Richard Negus: Mink Hunting: A Father's Legacy Passed Down
Description
A day out with the Eastern Counties Mink Hunt is never dull nor dry. I ventured out with this wonderful group of eccentrics to recapture my lost youth and pass on the mink hunting baton to my son
I learned many life lessons on river banks in my early teens. I gleaned the art of stealth and concealment when watching wild trout and chub take naps, the only indication their piscine hearts still pumped was an occasional wave of a pectoral fin as they lay in their riffle beds.

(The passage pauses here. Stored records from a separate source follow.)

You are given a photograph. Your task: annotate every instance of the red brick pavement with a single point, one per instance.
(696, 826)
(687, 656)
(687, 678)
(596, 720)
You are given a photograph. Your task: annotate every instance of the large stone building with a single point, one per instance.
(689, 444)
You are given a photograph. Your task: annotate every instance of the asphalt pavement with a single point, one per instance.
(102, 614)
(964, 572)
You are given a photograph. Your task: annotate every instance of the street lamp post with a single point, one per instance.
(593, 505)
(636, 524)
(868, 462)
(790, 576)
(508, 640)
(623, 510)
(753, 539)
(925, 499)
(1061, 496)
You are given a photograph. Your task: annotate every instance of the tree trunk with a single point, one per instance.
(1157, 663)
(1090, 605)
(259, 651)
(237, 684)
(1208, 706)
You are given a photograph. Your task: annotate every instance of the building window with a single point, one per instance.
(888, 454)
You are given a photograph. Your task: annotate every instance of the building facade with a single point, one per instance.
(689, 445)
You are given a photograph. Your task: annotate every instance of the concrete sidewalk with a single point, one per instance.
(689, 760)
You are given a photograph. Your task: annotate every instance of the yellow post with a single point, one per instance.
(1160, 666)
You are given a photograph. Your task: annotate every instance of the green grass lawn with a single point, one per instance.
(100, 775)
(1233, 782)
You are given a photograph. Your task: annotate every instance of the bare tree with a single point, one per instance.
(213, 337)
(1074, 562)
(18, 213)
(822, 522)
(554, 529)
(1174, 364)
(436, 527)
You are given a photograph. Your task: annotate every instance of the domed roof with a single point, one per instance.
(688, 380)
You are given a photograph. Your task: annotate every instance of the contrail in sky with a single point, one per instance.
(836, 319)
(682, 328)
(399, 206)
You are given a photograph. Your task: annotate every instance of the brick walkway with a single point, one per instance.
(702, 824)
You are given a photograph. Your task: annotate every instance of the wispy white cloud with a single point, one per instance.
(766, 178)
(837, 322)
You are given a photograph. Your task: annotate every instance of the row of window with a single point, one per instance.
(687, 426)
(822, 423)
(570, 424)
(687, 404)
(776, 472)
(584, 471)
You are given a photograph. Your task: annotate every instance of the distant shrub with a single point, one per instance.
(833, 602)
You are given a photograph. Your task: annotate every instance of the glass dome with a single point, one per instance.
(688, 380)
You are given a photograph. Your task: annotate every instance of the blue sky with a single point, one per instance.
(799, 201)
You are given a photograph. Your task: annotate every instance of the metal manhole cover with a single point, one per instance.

I discovered if I shut up and stayed still, wildlife swiftly forgets your presence. Dippers would dip, kingfishers fish and otters would gambol, either dealing death to other river dwellers or playing energetic solo sports with stones, shells and twigs.
In those aquatic margins I also picked up a taste for botany, becoming well versed in the old country names for the wildflowers that delight in the lush edges. I’d challenge myself to mutter the names of tree species, plucking at the leaves of the branches that bowed to wetly kiss the bubbling surface of the running water below.
Much of this sodden education was in truth a by-product of the primary reason for my being on the water, that purpose being my pursuit of mink. During my senior school years, mink hunting was for me what fox hunting was to John Jorrocks, what football was to John Motson, what shagging and drinking was to Ollie Reed.
I loved it, it dogged my every waking moment and crept its way into my dreams, I wrote about it, painted its image, noted notable hunts and praiseworthy hounds. I took water temperatures and measured wind direction. I turned this humble form of venery, a form of hunting that the snootier foxhunters of the time derided as little better than rat catching, into an amalgam of science, high art and ecological survey.